The slaughter of the innocents seems like an eerie blood sacrifice that the people of Bethlehem had to offer up to deliver Jesus to safety and to allow him to become the Messiah. Perhaps not surprisingly, I can't find any accounts among the Christian sources I looked at online that supports that notion, though in a narrative sense, the murder of the male babies of Bethlehem seems to foreshadow the eventual crucifixion of Christ, "the lamb of God." I also realize that simply searching for online sources for theological issues is probably an exercise akin to skating on thin ice, and is inherently foolish. I should find a few serious and respected sources and read those. However, I think I vetted the sources I looked at online closely enough to get a sense of the general directions that Christian thinkers take when they approach Matthew 2: 16-18--if they approach it at all! A few writers I found online candidly admit that they don't really know how to deal with this part of the story. Who can blame them?
In a brief search, there were two general approaches for explaining Matthew 2: 16-18 that kept coming up. The first is, essentially, "the workings of the Lord are inscrutable," but one has to trust that there's a purpose for everything, even the worst possible things that can happen to people. Here's an example of that approach.

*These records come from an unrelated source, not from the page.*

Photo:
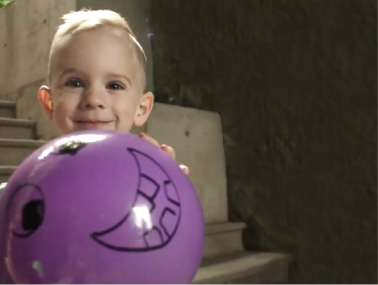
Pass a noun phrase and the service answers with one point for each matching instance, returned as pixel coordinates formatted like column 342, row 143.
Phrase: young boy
column 97, row 76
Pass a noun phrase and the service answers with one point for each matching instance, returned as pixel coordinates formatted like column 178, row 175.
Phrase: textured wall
column 295, row 83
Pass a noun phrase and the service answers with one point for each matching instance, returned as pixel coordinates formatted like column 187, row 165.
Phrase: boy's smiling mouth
column 92, row 124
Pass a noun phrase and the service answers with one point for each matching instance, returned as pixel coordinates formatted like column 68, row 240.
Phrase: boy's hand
column 169, row 150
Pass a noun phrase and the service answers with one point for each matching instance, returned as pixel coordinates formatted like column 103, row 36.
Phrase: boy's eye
column 75, row 83
column 115, row 86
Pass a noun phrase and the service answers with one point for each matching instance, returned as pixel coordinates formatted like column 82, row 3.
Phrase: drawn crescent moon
column 154, row 217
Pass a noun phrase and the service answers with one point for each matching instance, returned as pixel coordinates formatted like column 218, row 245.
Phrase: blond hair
column 85, row 20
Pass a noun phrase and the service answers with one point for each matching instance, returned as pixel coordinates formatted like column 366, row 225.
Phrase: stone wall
column 295, row 84
column 26, row 31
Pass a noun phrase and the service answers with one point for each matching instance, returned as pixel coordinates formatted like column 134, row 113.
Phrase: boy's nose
column 93, row 100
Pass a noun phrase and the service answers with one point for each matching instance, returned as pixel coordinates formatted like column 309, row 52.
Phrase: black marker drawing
column 159, row 185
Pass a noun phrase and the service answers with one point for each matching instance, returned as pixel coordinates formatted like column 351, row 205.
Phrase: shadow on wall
column 295, row 84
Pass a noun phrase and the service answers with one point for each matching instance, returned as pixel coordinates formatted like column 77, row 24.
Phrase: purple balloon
column 100, row 207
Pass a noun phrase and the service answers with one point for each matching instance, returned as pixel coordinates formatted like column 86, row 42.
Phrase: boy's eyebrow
column 120, row 76
column 66, row 70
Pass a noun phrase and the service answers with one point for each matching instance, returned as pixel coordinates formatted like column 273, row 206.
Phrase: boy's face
column 96, row 84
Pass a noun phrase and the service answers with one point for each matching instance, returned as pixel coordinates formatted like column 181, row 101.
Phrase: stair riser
column 16, row 132
column 6, row 112
column 14, row 155
column 274, row 275
column 223, row 243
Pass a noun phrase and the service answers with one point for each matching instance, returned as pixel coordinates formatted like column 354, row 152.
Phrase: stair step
column 14, row 151
column 16, row 128
column 7, row 109
column 245, row 269
column 223, row 238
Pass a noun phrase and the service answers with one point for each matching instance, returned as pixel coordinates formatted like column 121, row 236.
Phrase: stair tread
column 221, row 227
column 238, row 265
column 20, row 122
column 7, row 104
column 21, row 142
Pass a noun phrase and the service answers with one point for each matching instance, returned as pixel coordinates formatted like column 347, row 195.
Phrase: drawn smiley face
column 156, row 205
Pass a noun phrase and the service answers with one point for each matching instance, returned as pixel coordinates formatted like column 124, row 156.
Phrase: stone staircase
column 224, row 262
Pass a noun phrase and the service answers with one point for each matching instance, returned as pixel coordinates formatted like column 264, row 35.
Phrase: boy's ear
column 45, row 99
column 144, row 109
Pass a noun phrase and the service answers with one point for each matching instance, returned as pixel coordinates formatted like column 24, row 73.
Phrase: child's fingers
column 149, row 139
column 169, row 150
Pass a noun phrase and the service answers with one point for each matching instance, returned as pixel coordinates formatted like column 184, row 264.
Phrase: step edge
column 229, row 270
column 216, row 228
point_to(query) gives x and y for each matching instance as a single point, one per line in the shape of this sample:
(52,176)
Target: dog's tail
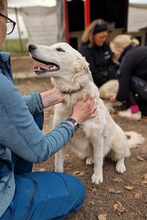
(134,138)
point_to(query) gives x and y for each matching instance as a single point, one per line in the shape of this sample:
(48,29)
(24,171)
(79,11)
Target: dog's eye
(60,49)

The second approach is an interesting one that says "look how much anger and hatred there is when people are faced with the truth of Christ." In essence, Herod couldn't deal with the truth, so he tried to kill it. When the world rejects the Truth or reacts in anger or violence, it only proves just how real the Truth is. The story is a reminder that evil is real and active in the world, and that we need Christ to counteract that evil.
Another analysis that both of the above approaches seem to accept is that the Matthew 2 narrative works to show that Old Testament prophecies, particularly from the books of Hosea, Jeremiah, and Isiah, came to fruition with Jesus. There's also a clear parallel between the Moses/Exodus OT narrative and the birth of Jesus, the fleeing of the Holy Family to Egypt, and their eventual return following Herod's death.
Regardless of the explanations, it's still difficult to conceive of the workings of a mind that would purposely and maliciously destroy innocent human life . . . and from there it's no large step to wonder why anyone would purposely destroy any human life. Incredible effort is spent to understand human suffering, particularly of innocents, but it still remains difficult to explain the purpose of that suffering. Even assuming one has faith in Christ or a so-called higher power or a human leader, it remains a tremendous proverbial leap of faith to accept that suffering, regardless of how it arises, is part of some larger purposeful plan, particularly when it always seems so random and cruel, and especially when it strikes people who have no idea it's coming, no comprehension of what could be behind it, and no ability to defend themselves.
16 Then Herod, when he saw that he had been tricked by the wise men, became furious, and he sent and killed all the male children in Bethlehem and in all that region who were two years old or under, according to the time that he had ascertained from the wise men. 17 Then was fulfilled what was spoken by the prophet Jeremiah: 18 “A voice was heard in Ramah, weeping and loud lamentation, Rachel weeping for her children; she refused to be comforted, because they are no more.”